🤖 AI Summary
This study addresses the optimization of multi-market leveraged staking (“loopy”) strategies on decentralized lending platforms to maximize returns while accounting for dynamic borrowing rates, leverage constraints, and transaction costs. We formulate this problem as a convex optimization framework for the first time and derive closed-form optimal solutions under linear, piecewise, and Morpho adaptive interest rate models, incorporating market-specific constraints and fee structures. Cross-chain backtesting on Ethereum and Base demonstrates that a dynamically rebalanced strategy achieves an annualized return of 6.2% in the wstETH/WETH markets from January to April 2025, substantially outperforming the 3.1% yield from unleveraged staking. This work establishes a verifiable and automatable theoretical foundation and empirical benchmark for DeFi leveraged strategies.
📝 Abstract
We develop a mathematical framework to optimize leveraged staking ("loopy") strategies in Decentralized Finance (DeFi), in which a staked asset is supplied as collateral, the underlying is borrowed and re-staked, and the loop can be repeated across multiple lending markets. Exploiting the fact that DeFi borrow rates are deterministic functions of pool utilization, we reduce the multi-market problem to a convex allocation over market exposures and obtain closed-form solutions under three interest-rate models: linear, kinked, and adaptive (Morpho's AdaptiveCurveIRM).
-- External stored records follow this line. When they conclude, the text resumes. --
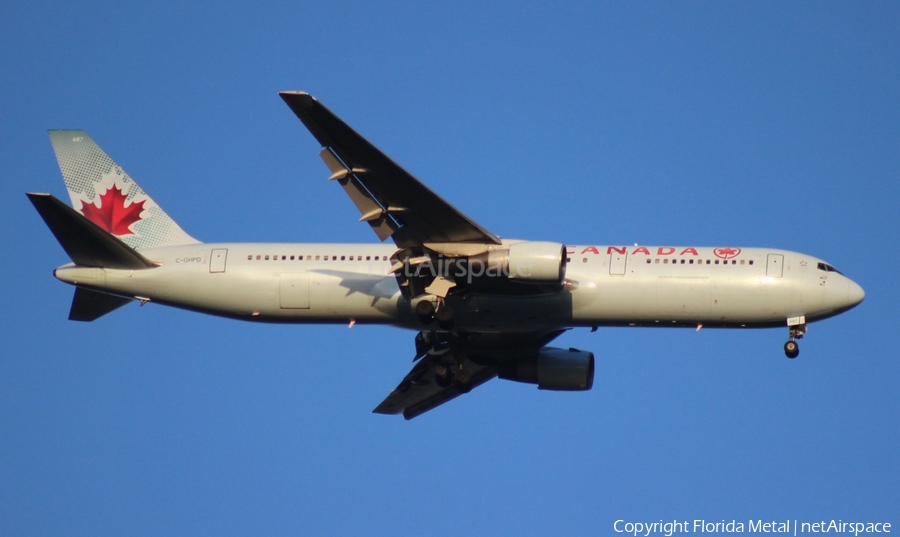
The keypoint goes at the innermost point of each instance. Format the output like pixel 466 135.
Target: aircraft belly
pixel 261 296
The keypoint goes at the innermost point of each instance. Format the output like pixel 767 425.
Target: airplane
pixel 482 306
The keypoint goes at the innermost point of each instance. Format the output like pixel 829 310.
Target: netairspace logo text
pixel 789 527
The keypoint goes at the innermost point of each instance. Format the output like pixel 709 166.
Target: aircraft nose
pixel 855 294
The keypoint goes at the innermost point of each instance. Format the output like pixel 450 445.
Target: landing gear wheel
pixel 425 311
pixel 444 317
pixel 791 349
pixel 463 380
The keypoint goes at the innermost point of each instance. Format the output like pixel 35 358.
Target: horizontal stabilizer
pixel 90 305
pixel 86 243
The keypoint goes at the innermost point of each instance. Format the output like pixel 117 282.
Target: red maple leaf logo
pixel 727 253
pixel 112 214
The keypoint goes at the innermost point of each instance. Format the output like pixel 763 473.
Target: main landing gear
pixel 796 331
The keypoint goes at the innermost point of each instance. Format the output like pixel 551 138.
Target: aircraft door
pixel 217 260
pixel 294 290
pixel 617 263
pixel 775 266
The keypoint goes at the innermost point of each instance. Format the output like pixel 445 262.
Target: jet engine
pixel 552 369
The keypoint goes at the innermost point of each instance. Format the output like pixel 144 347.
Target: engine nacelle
pixel 533 261
pixel 553 369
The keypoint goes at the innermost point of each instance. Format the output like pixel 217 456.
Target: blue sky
pixel 750 124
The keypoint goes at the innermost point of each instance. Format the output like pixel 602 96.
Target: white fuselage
pixel 604 286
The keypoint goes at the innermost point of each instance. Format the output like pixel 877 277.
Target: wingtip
pixel 295 94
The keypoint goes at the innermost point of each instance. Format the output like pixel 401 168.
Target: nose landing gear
pixel 796 330
pixel 791 349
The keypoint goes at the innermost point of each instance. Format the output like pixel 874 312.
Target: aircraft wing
pixel 393 202
pixel 479 356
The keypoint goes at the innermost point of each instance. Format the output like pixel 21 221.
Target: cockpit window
pixel 828 268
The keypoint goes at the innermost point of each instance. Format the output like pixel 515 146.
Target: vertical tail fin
pixel 104 194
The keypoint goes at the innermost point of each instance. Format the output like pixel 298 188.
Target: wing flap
pixel 376 183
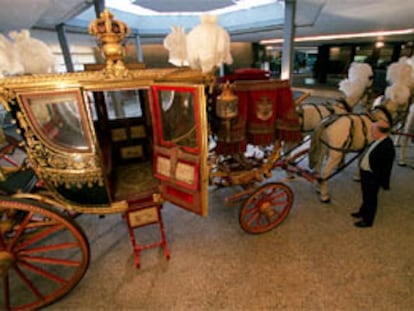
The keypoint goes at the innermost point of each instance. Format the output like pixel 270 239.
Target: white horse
pixel 342 134
pixel 24 55
pixel 205 47
pixel 408 130
pixel 353 88
pixel 405 72
pixel 10 62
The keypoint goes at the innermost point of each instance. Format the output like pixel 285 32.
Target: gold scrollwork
pixel 67 168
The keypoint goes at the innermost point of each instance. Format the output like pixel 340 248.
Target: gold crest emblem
pixel 264 108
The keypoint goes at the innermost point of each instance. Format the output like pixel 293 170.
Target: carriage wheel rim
pixel 40 273
pixel 266 208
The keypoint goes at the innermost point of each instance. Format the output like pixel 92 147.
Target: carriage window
pixel 119 104
pixel 58 118
pixel 123 104
pixel 177 117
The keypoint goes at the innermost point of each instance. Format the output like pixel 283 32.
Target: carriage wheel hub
pixel 6 260
pixel 266 209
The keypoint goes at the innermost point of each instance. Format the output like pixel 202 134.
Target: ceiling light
pixel 344 36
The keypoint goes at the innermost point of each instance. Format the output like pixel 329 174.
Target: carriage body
pixel 117 138
pixel 83 132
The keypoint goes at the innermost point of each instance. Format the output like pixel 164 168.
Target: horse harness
pixel 326 105
pixel 347 143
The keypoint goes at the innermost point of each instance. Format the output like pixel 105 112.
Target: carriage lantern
pixel 111 34
pixel 227 107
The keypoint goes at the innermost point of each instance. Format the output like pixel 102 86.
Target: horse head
pixel 175 43
pixel 393 106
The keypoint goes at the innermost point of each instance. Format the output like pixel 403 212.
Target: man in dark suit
pixel 375 169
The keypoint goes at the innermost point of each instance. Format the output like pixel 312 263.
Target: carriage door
pixel 180 145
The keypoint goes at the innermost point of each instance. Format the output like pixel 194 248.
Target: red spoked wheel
pixel 43 254
pixel 266 208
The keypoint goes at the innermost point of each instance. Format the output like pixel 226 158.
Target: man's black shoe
pixel 356 215
pixel 362 224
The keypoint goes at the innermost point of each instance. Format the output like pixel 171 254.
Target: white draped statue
pixel 206 46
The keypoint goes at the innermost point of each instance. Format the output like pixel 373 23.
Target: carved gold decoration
pixel 264 108
pixel 227 108
pixel 60 168
pixel 110 34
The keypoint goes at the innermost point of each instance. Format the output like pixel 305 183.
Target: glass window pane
pixel 58 118
pixel 177 116
pixel 123 104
The framework incorporates market-specific leverage limits, utilization-dependent borrowing costs, and transaction fees. Backtests on the Ethereum and Base blockchains using the largest Morpho wstETH/WETH markets (from January 1 to April 1, 2025) show that rebalanced leveraged positions can reach up to 6.2% APY versus 3.1% for unleveraged staking, with strong dependence on position size and rebalancing frequency. Our results provide a mathematical basis for transparent, automated DeFi portfolio optimization.